Bedeutung der Arbeit
Patienten mit Linksschenkelblock, schwer eingeschränkter linksventrikulärer Funktion und Anstrengungsdyspnoe NYHA III-IV trotz ausgebauter medikamentöser Therapie sind häufig und werden in den nächsten Jahren wegen der Zunahme der Alterspyramide in den meisten Industrienationen häufiger. Biventrikuläre Schrittmacher können bei diesen Patienten sowohl die Lebensqualität als auch deren Leistung verbessern. Zudem Senken diese Geräte die Mortalität dieser Patienten.
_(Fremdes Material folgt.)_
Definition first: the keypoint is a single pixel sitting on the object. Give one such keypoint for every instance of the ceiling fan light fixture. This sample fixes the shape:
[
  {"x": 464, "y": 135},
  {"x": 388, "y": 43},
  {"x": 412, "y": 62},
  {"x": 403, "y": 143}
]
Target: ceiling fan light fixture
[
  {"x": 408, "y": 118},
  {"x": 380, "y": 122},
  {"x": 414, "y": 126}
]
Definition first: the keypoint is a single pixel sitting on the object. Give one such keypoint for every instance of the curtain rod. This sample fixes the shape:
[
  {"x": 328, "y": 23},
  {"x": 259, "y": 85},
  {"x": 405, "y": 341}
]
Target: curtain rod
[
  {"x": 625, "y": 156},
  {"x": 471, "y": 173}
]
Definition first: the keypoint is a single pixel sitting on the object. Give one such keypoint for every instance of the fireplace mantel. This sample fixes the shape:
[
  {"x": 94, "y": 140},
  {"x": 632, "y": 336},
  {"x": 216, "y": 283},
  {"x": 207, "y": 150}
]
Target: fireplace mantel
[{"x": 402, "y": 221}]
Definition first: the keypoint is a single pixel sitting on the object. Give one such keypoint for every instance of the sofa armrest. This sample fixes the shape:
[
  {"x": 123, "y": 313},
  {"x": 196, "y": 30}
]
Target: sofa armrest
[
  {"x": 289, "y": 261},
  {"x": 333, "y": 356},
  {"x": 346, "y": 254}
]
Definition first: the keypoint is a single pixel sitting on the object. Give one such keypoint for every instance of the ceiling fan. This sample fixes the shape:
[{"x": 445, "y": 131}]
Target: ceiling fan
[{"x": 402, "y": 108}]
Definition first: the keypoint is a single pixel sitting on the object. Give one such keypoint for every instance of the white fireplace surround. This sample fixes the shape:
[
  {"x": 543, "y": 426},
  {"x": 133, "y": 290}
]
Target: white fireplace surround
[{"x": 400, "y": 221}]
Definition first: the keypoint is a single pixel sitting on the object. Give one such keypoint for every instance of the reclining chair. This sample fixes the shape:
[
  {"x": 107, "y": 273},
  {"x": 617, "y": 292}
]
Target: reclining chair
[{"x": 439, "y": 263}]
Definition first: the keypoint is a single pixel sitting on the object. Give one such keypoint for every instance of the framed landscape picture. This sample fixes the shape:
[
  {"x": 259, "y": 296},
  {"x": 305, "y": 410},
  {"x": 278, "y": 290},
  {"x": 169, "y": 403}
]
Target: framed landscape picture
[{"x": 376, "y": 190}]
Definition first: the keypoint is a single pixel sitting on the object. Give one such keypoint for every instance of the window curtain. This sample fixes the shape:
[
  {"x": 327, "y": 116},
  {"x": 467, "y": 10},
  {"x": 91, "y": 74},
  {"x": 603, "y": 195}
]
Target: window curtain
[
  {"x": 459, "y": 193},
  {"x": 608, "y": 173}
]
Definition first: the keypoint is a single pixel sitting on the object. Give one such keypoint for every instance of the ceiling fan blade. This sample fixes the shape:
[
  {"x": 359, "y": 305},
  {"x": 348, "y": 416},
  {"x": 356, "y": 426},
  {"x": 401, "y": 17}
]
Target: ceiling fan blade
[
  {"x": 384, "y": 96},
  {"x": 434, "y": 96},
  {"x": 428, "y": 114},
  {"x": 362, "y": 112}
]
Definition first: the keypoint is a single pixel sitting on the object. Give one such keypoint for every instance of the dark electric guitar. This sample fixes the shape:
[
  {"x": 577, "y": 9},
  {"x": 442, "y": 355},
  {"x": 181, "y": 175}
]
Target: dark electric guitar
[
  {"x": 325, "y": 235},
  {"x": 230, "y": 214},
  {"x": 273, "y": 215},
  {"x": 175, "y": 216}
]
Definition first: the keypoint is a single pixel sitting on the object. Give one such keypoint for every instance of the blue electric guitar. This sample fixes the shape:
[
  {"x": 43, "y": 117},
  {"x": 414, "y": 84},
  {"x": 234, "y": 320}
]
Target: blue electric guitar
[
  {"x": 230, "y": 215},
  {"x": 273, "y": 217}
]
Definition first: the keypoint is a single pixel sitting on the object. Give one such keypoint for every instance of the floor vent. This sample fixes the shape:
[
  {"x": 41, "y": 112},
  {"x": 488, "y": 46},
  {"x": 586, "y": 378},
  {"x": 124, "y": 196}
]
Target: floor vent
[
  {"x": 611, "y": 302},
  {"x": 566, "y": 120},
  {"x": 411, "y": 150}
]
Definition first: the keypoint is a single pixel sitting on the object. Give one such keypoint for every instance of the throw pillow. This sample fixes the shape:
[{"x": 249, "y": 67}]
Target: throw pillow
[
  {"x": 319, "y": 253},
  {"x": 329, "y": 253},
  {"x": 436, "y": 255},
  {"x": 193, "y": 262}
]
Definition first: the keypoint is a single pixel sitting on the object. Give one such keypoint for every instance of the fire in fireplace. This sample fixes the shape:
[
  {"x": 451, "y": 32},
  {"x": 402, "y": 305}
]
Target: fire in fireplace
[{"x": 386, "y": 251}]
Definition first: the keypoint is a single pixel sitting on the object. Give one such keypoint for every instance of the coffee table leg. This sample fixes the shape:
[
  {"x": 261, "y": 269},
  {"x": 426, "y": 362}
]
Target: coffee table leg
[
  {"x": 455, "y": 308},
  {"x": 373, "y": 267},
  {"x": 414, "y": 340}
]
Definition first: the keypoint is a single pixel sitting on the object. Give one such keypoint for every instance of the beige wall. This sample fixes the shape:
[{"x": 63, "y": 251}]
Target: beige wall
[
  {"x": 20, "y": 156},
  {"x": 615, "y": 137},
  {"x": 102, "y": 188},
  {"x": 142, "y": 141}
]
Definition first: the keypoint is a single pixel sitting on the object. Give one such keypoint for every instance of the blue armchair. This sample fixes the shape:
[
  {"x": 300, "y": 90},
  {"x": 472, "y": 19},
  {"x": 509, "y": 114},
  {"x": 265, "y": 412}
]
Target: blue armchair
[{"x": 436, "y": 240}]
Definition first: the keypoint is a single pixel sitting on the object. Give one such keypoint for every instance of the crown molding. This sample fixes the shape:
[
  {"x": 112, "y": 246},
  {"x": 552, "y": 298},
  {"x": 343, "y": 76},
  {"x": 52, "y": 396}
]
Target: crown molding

Biventrikuläre Schrittmacher können nur mit speziellen, teuren Programmiergeräten in dafür eingerichteten Zentren kontrolliert werden. Viele dieser Patienten werden jedoch von Kardiologen oder anderen Ärzten ohne Programmiergeräte betreffend ihrer Herzinsuffizienz betreut. Mit unserem Algorithmus ist es diesen Ärzten durch ein einfaches Oberflächen-EKG nun jederzeit möglich zu erkennen, ob der biventrikuläre Schrittmacher korrekt, d.h. biventrikulär, stimuliert. Dies ist insbesondere dann von grosser Bedeutung, wenn es während des Krankheitsverlaufes zu einer unklaren Verschlechterung der Herzinsuffizienz kommt.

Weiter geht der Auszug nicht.